Four years ago, Skinger, of Freedom, was too heavy for a bathroom scale. At 5 feet, 10 inches tall, she played softball in high school, but gradually gained weight after the births of her three children, now ages 17, 16 and 14.

“I visited a truck stop to weigh myself,” she says. “That was my wake-up call. I said to my husband, ‘If I own a Curves, I know I can lose weight.' ”

He agreed to the plan.

Skinger had joined a Curves in 2006. Her weight had dropped from 380 to 300 pounds.

“People would say, ‘Oh, you look so good,' that I fell off the wagon, and I became a paying member who didn't go,” she says. “I regained all the weight back — and then some.”

When the Skingers purchased the franchise in Bellevue in February 2008, there were only 60 members.

“I was worried about building the membership, and I was exercising all the time, but I hadn't changed my habits,” says Skinger, who worked as a manager at McDonald's. “People joined, but they eventually stopped coming and then dropped out.”

Skinger's weight continued to climb, reaching nearly 500 pounds.
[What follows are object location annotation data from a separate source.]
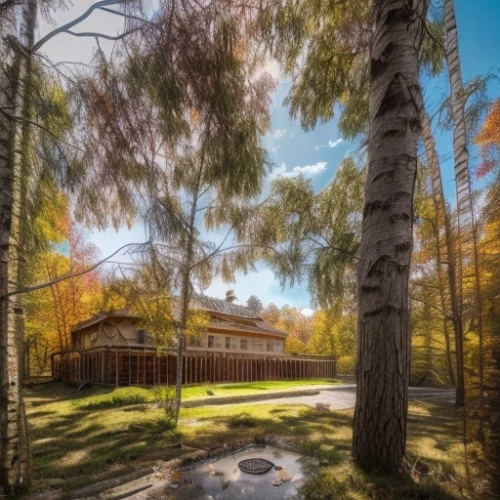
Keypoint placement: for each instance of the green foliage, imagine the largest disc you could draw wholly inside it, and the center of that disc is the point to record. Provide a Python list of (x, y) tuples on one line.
[(300, 234), (323, 47)]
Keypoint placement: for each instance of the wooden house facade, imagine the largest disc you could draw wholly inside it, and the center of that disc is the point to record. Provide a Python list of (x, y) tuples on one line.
[(238, 345)]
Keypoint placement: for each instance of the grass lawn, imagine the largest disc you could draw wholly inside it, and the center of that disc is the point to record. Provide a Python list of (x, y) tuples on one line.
[(79, 441)]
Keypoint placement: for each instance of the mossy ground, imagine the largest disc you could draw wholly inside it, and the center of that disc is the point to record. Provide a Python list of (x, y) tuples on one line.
[(80, 442)]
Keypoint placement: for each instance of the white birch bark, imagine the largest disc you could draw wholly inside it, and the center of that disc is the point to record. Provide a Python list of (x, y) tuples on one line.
[(386, 244), (14, 455)]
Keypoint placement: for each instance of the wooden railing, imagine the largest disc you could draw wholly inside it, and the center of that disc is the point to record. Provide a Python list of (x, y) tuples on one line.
[(125, 367)]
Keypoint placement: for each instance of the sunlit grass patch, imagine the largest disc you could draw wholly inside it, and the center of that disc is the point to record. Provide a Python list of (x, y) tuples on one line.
[(78, 438)]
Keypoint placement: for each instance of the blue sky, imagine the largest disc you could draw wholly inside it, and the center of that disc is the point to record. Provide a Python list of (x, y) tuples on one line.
[(317, 153)]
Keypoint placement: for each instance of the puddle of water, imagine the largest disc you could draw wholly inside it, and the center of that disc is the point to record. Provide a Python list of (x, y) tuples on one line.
[(221, 478)]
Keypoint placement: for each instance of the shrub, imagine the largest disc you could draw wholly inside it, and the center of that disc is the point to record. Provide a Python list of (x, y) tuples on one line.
[(124, 396), (346, 365)]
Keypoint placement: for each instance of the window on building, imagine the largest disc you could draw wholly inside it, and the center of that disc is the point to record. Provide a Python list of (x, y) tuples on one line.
[(194, 341), (144, 337)]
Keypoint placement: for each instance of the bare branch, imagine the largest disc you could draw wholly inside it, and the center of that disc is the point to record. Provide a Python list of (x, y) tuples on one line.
[(101, 35), (78, 20), (40, 126), (128, 16), (67, 276)]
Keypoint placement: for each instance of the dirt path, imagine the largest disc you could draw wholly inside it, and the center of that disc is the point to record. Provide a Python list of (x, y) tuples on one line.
[(344, 397)]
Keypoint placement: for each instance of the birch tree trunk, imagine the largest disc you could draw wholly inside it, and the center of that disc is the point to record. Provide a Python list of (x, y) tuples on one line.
[(465, 207), (14, 454), (383, 367), (443, 217)]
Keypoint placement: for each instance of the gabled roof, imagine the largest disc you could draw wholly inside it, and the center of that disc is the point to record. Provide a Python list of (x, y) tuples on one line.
[(123, 313), (236, 317), (218, 305)]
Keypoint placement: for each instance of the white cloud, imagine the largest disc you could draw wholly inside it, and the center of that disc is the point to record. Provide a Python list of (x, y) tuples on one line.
[(261, 283), (281, 171), (334, 144), (278, 133), (331, 144)]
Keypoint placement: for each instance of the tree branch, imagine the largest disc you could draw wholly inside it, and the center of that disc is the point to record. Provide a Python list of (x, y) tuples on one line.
[(66, 27), (128, 16), (101, 35), (64, 277), (40, 126)]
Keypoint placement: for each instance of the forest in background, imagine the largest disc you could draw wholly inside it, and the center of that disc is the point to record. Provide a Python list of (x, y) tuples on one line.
[(169, 127)]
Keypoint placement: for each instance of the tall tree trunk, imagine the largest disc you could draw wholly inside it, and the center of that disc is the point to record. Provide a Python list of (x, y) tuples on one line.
[(186, 292), (14, 454), (465, 206), (443, 217), (383, 368)]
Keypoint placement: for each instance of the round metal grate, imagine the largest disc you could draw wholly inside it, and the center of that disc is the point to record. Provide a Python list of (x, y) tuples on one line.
[(255, 465)]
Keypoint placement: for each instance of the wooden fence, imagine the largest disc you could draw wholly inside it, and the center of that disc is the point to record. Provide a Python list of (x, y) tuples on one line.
[(148, 368)]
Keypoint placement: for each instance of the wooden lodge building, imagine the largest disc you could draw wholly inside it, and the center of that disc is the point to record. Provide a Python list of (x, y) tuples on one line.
[(238, 345)]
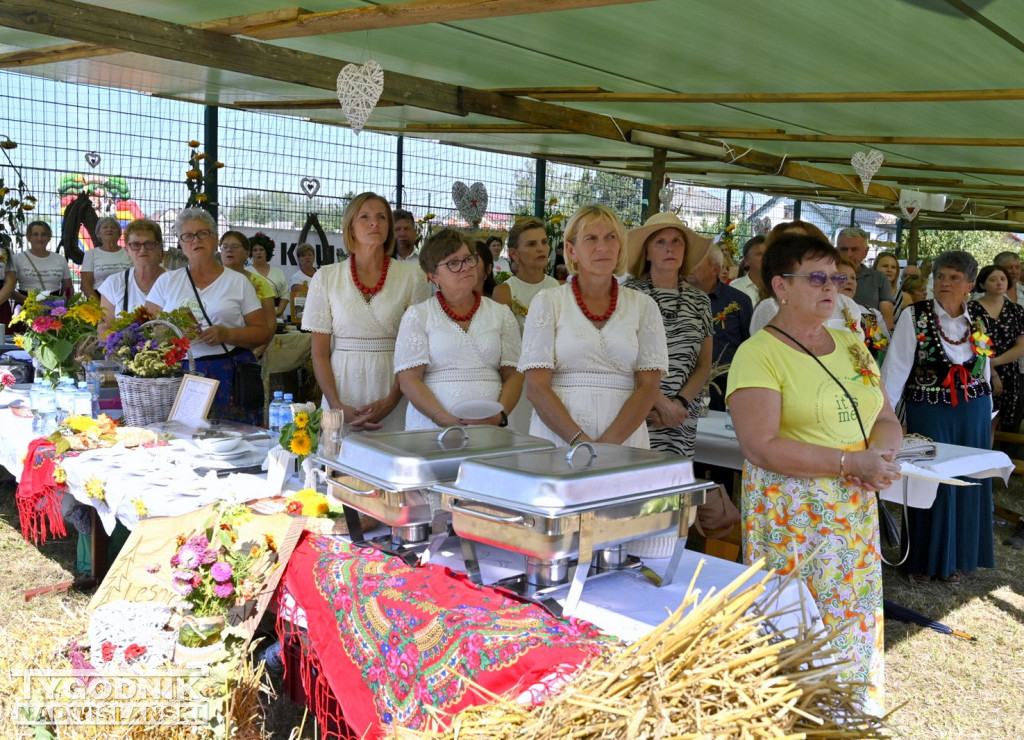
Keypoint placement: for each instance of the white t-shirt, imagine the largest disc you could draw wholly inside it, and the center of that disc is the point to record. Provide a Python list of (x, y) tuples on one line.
[(114, 291), (227, 300), (51, 268), (103, 264)]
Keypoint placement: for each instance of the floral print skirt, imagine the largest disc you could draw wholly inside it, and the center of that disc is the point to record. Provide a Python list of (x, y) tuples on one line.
[(784, 520)]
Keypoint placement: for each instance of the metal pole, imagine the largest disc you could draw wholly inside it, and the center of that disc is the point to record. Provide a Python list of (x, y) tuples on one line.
[(541, 187), (398, 153), (210, 163)]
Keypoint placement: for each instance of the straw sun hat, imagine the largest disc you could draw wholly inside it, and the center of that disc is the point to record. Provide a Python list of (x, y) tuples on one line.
[(696, 246)]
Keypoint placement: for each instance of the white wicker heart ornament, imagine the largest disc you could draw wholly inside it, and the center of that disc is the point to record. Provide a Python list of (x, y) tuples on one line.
[(359, 87), (471, 201), (865, 164)]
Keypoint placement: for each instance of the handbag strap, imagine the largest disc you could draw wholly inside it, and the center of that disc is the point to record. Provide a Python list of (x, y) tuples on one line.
[(860, 424), (124, 301), (202, 307)]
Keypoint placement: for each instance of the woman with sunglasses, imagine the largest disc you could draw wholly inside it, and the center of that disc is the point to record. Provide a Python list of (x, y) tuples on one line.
[(127, 290), (457, 346), (353, 309), (819, 438), (939, 361)]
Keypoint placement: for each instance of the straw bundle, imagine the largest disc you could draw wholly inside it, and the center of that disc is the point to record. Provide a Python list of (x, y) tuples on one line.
[(712, 672)]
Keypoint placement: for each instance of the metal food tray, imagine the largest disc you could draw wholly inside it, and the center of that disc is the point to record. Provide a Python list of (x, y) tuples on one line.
[(558, 505)]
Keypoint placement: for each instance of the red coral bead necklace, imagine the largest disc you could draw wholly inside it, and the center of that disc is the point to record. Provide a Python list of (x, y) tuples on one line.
[(455, 316), (583, 306), (369, 292)]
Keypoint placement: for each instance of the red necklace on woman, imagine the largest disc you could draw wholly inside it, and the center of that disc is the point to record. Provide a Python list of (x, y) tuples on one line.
[(938, 325), (455, 316), (583, 306), (369, 292)]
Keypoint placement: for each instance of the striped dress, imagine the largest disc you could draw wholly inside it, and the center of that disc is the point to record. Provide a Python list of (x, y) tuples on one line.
[(686, 313)]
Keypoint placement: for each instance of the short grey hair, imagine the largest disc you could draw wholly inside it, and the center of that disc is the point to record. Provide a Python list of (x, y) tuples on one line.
[(195, 214), (956, 260), (853, 232), (104, 219)]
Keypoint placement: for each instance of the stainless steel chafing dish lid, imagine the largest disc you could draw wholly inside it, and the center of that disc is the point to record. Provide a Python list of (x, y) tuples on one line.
[(559, 482), (420, 459)]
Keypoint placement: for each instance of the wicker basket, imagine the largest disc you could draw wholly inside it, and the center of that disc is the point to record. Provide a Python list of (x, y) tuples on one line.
[(148, 400)]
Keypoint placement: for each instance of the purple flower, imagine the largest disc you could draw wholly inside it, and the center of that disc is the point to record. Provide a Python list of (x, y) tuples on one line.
[(221, 571), (188, 557), (184, 588)]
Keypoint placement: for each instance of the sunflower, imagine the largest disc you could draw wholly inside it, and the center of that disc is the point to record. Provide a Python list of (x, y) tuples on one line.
[(301, 444)]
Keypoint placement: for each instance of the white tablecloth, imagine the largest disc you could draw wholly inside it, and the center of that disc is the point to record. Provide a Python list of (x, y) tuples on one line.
[(717, 444)]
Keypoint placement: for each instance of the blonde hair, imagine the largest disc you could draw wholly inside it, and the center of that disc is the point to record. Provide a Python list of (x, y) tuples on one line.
[(583, 218), (353, 208)]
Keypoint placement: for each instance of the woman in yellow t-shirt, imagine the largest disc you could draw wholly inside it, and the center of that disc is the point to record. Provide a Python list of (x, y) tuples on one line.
[(803, 399)]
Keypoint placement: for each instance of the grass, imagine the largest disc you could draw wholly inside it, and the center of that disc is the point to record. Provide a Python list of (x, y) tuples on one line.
[(949, 688)]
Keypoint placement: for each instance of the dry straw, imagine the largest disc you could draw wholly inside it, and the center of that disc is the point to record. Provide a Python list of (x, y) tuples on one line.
[(717, 670)]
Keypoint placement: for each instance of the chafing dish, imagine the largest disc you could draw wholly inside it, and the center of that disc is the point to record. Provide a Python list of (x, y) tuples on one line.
[(557, 506), (388, 475)]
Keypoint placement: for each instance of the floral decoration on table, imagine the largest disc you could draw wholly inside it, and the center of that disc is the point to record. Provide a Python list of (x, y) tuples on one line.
[(864, 365), (154, 350), (981, 343), (301, 435), (214, 573), (721, 315), (196, 176), (54, 327)]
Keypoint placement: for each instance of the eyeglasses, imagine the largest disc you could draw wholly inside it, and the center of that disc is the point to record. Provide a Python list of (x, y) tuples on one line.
[(817, 279), (188, 237), (139, 246), (460, 265)]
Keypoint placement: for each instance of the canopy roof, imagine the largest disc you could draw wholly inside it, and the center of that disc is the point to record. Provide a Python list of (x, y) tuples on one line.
[(777, 96)]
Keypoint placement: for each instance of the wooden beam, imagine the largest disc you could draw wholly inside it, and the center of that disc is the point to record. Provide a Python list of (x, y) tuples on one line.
[(1015, 93), (415, 12), (70, 52)]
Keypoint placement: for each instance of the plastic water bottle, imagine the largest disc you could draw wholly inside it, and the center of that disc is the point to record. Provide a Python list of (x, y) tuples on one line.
[(286, 410), (65, 398), (273, 416), (47, 409), (83, 400), (37, 423)]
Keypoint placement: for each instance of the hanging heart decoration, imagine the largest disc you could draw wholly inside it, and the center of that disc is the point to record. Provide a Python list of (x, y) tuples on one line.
[(310, 186), (865, 164), (909, 204), (471, 201), (359, 87)]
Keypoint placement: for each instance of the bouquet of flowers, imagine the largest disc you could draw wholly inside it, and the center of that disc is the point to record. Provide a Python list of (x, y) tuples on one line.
[(213, 572), (301, 435), (53, 328), (151, 350)]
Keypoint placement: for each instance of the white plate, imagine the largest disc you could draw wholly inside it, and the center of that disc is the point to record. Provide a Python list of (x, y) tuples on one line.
[(475, 409)]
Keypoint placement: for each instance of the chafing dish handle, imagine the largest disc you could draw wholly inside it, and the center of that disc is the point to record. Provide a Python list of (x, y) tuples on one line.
[(513, 519), (572, 450), (366, 493), (443, 433)]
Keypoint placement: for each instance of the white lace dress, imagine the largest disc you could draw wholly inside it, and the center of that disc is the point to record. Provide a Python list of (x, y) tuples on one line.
[(460, 365), (364, 332), (594, 369)]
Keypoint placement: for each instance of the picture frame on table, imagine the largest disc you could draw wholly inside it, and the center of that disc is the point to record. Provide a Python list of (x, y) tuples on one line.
[(194, 399)]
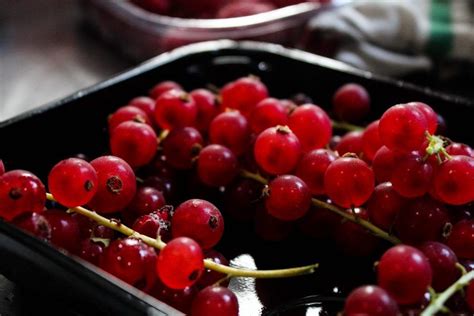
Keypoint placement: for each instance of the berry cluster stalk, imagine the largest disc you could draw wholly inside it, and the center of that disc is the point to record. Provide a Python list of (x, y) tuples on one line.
[(209, 264)]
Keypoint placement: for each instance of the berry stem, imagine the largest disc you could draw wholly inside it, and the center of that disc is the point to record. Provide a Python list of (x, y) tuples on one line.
[(349, 216), (209, 264), (437, 304), (346, 126)]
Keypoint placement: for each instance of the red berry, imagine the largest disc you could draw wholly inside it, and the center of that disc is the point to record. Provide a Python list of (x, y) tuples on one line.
[(175, 108), (351, 102), (305, 120), (20, 192), (181, 146), (162, 87), (207, 106), (443, 264), (405, 273), (289, 198), (199, 220), (232, 130), (268, 113), (215, 300), (180, 263), (65, 232), (370, 300), (217, 165), (73, 182), (277, 150), (402, 127), (116, 185), (349, 182), (125, 114), (454, 180)]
“You can't tie your shoe without holding your breath,” she says. “You're afraid to sit on chairs — or anything.”

Then Skinger was diagnosed with diabetes, and she considered gastric-bypass surgery. Her doctor explained the side effects — including death. She thought of her three children.

“My doctor asked me, ‘Have you really tried to lose weight the natural way?' I had to try for the sake of my children,” she says.

Soon after, she attended the 2010 Curves International convention in Atlanta. Curves founder Gary Heaven challenged owners to “walk the walk,” and follow the program of nutrition, exercise and the motivation to stick with it.

“I realized I should be my own best business card. I wasn't helping my members by not helping me. I took the challenge and ran with it,” she says.

The diet change is the most important, she says. “It really is 70 percent diet and 30 percent exercise. You need to build the muscle and starve the fat. For breakfast, for instance, I will have eggs and oatmeal that build protein.”

Leslie Bonci, director of Sports Nutrition at UPMC Center for Sports Medicine, confirms the importance of nutrition over exercise.

“For most people, it is the calorie reduction that is most important,” Bonci says. “It's vitally important to exercise, but it is not a calorie-burner. You have to walk four miles to burn 100 calories.”

Skinger's Bellevue Curves is open every day of the week. She is there six days. She does four 30-minute workouts a week and teaches four Zumba classes.

“This woman is absolutely amazing,” says Alyssa Chance, who has lost 105 pounds. “Buying this gym saved her life. She knows where your struggles are. She is also willing to get involved outside the club with new challenges that are healthy. She's now doing marathons.”

When Skinger's family gathers around the Thanksgiving table, she'll “no, thank you” to second helpings, but she will offer plenty of thanks to her family. She has an extra-large-size portion of gratitude for her husband, John, a computer IT.

“Not a lot of husbands would have bought a gym for their wives to lose weight. It could have been a total failure,” says Skinger, whose membership has quadrupled since she took over. “I'm just so thankful for a husband who believed in me.”

Jane Miller is a contributing writer to Trib Total Media.